RA Training for Residential Curriculum: Throughout the Year

RA Training For Residential Curriculum Part 7

The following is part of a series of blog posts addressing a number of areas related to developing a training program for RAs and student staff members working within a residential curriculum model.  Posts included in this series are:

RA training does not just end with the opening of the residence halls in the Fall, but is an effort that continues throughout the academic year. A curricular approach implores us to scaffold and sequence learning, and this concept is equally valid when applied to RA training. Thinking of the entire year as a training and learning opportunity can transform your staff culture into a more learning-centric one and lead to a more focused and responsive training program.

The curricular concepts of assessment and review for continuous improvement are also highly applicable to RA Training. Reviewing learning assessments from training efforts can help you identify areas that may require changes to your pedagogy or if further training in a given area is required. Utilizing a review process can aid in honing learning objectives and allow for revisions in response to changing student needs or institutional priorities.

Deconstructing Fall RA Training

Time is a finite resource and spending two weeks on training during one of the busiest times of the academic year is a luxury few institutions can afford. This is where an intentionally planned RA training curriculum can help. When applying curricular concepts to your training efforts, it may be useful to think of the entire academic year as a training opportunity. Some topics may not need to be covered during a Fall training and can wait until a later, and perhaps more appropriate, time. Other topics may not be best addressed or need to be addressed in a large group format.

Just as with a curricular approach, use student learning as a starting point for your RA training efforts. Too often we may begin planning for training by starting with a schedule. This is similar to how a program models assumes every learning opportunity must be a program. Rather than starting with a schedule and filling in time slots, start with what you want your RAs to learn. Identify your learning goals and outcomes. Then, after identifying your learning objectives, determine the best strategies and formats to teach these concepts. Only after this occurs should you begin crafting your schedule. Taking it a step further, you could deconstruct the concept of a schedule altogether. Not all training needs to occur in a two week span in the Fall, and all training sessions need not be constructed as a lecture.

Diverse Strategies and Just-In-Time Training

When thinking of diverse strategies to engage your RAs, think of all of the different ways in which you can engage them.

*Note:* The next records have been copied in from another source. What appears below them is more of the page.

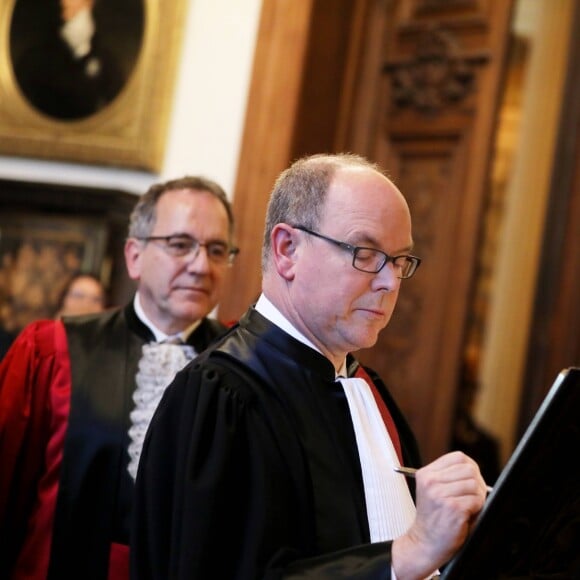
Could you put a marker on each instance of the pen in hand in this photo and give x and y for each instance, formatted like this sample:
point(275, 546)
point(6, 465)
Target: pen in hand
point(410, 472)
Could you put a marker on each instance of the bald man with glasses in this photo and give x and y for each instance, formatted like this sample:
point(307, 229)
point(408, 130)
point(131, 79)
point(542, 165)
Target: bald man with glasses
point(275, 454)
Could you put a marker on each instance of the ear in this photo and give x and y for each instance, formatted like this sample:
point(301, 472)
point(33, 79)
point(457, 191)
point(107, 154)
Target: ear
point(283, 240)
point(133, 257)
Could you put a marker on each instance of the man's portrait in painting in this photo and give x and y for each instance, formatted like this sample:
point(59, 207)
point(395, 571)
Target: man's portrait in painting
point(72, 58)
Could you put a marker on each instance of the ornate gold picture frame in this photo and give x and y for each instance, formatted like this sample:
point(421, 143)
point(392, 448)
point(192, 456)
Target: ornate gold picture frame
point(128, 128)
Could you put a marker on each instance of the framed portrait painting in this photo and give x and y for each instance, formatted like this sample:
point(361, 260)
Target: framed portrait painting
point(88, 80)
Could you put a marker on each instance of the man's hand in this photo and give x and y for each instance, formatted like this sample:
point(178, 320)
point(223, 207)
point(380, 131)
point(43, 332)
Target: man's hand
point(450, 494)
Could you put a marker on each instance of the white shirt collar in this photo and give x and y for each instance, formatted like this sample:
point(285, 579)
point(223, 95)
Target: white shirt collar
point(157, 333)
point(269, 311)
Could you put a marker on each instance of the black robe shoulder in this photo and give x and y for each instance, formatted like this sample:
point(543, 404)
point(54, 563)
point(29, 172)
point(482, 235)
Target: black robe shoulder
point(250, 469)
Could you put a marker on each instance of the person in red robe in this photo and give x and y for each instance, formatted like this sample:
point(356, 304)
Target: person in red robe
point(77, 393)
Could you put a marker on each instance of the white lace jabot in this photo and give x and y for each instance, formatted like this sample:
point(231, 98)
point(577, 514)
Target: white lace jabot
point(158, 366)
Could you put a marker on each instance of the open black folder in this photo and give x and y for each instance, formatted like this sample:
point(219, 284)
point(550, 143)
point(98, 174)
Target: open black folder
point(530, 524)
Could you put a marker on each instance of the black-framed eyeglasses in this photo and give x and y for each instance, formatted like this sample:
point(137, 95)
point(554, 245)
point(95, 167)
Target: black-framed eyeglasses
point(181, 245)
point(372, 260)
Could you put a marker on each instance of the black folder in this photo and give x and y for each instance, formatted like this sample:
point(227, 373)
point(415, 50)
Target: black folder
point(530, 524)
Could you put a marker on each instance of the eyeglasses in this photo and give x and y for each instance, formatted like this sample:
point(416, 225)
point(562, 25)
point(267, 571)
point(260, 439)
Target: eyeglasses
point(371, 260)
point(180, 246)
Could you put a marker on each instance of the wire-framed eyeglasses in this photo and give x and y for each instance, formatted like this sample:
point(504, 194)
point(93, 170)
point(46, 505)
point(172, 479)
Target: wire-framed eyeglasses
point(372, 260)
point(181, 245)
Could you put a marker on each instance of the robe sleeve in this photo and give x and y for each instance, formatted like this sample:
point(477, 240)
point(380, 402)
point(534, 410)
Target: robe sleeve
point(220, 492)
point(34, 377)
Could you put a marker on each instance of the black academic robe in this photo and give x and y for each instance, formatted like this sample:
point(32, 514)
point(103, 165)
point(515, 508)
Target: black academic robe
point(250, 468)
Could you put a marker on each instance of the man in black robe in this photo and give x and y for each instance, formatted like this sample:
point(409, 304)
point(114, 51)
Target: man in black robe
point(261, 460)
point(77, 393)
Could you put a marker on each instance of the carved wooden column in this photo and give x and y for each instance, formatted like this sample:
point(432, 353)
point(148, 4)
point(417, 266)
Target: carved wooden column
point(440, 77)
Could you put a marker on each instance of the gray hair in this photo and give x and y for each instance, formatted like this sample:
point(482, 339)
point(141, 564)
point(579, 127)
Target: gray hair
point(144, 214)
point(300, 192)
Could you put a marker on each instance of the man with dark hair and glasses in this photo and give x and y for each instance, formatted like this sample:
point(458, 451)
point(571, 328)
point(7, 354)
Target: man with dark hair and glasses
point(77, 394)
point(275, 454)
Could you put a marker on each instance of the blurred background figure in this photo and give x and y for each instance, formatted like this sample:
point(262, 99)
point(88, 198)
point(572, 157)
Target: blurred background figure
point(83, 294)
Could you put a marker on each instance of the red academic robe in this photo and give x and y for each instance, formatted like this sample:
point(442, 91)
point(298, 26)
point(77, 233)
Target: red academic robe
point(33, 423)
point(65, 397)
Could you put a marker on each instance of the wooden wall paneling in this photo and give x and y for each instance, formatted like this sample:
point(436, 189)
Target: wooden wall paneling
point(295, 108)
point(443, 65)
point(266, 146)
point(555, 330)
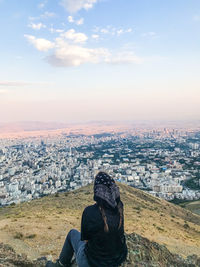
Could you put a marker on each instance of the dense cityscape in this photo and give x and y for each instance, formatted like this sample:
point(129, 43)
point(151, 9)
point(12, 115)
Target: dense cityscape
point(164, 162)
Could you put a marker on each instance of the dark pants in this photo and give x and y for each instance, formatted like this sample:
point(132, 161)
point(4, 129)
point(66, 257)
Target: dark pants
point(73, 244)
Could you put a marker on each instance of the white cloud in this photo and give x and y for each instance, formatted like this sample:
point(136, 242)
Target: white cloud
point(47, 14)
point(124, 57)
point(40, 44)
point(37, 26)
point(68, 51)
point(52, 30)
point(196, 18)
point(70, 19)
point(80, 21)
point(95, 36)
point(75, 55)
point(42, 4)
point(104, 31)
point(75, 5)
point(76, 37)
point(112, 30)
point(119, 32)
point(149, 34)
point(77, 22)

These strategies could include various ways of teaching, such as through readings, group projects, lectures, or experiential activities. It could also include different formats, such as during 1-on-1 meetings with supervisors, in-hall staff meetings, or in large all-staff gatherings. By tailoring your strategies to maximize your desired learning, you can create a more intentional training and one that is more engaging for RAs.

There may also be benefit in reflecting how “just in time” training may be a more effective way of engaging your staff. The concept of “just in time” means that training is provided at the times appropriate to when staff members will utilize those knowledge and skills. Luckily, with a residential curriculum in place, you’ve already sequenced and set out a calendar for student learning throughout the year. Let this guide your training efforts around strategies and facilitation guides. Furthermore, your learning goals and outcomes were constructed from theory and research. Sharing this knowledge with your staff members at the appropriate times throughout the year can help deepen your RA’s understanding of their students’ learning and developmental journeys in a way that is appropriate to the time and context of the academic year.

A Training Timeline for Continuous Improvement

Much like your training efforts should be continuous and year-round, your planning for these efforts should also be continuous and year-round. Establishing this cycle can help you reach towards a more responsive, iterative training and development program and one that works towards continuous improvement. The following provides an example of how you may think about organizing yourself:

September/January:

  • Form a committee or other working group.
  • Review assessment data from just completed training.
  • Identify gaps in staff knowledge from prior training to establish needs.
  • Revise ongoing training schedule as necessary.

October/February-March:

  • Revisit training goal/outcome cascade for overall training efforts.
  • Outline upcoming training schedule with learning outcomes for each strategy/session.
  • Assign leads for facilitation guide development.
  • Begin contacting partners, assign internal staff as liaisons, and develop session learning outcomes as starting point for discussion.
  • Meet with partners to review and revise facilitation guide.

November-December/May-Summer:

  • Finalize facilitation guides and materials needed for Winter training
  • Finalize any assessment tools needed

Conclusion

Effective RA training programs for a residential curriculum, utilize the principles of curriculum in their design. This includes developing a training program that is scaffolded and sequenced, and one that utilizing assessment and review towards continuous improvement. Much as a curricular approach require a complete rethink of residential education practice, your RA training efforts need this same level of deconstruction in order to be effective.

Key Questions

  • What are the learning goals and outcomes for your RA Training efforts? How can these guide the selection of your strategies and formats?
  • How can you develop a review and continuous improvement recess for RA Training and development?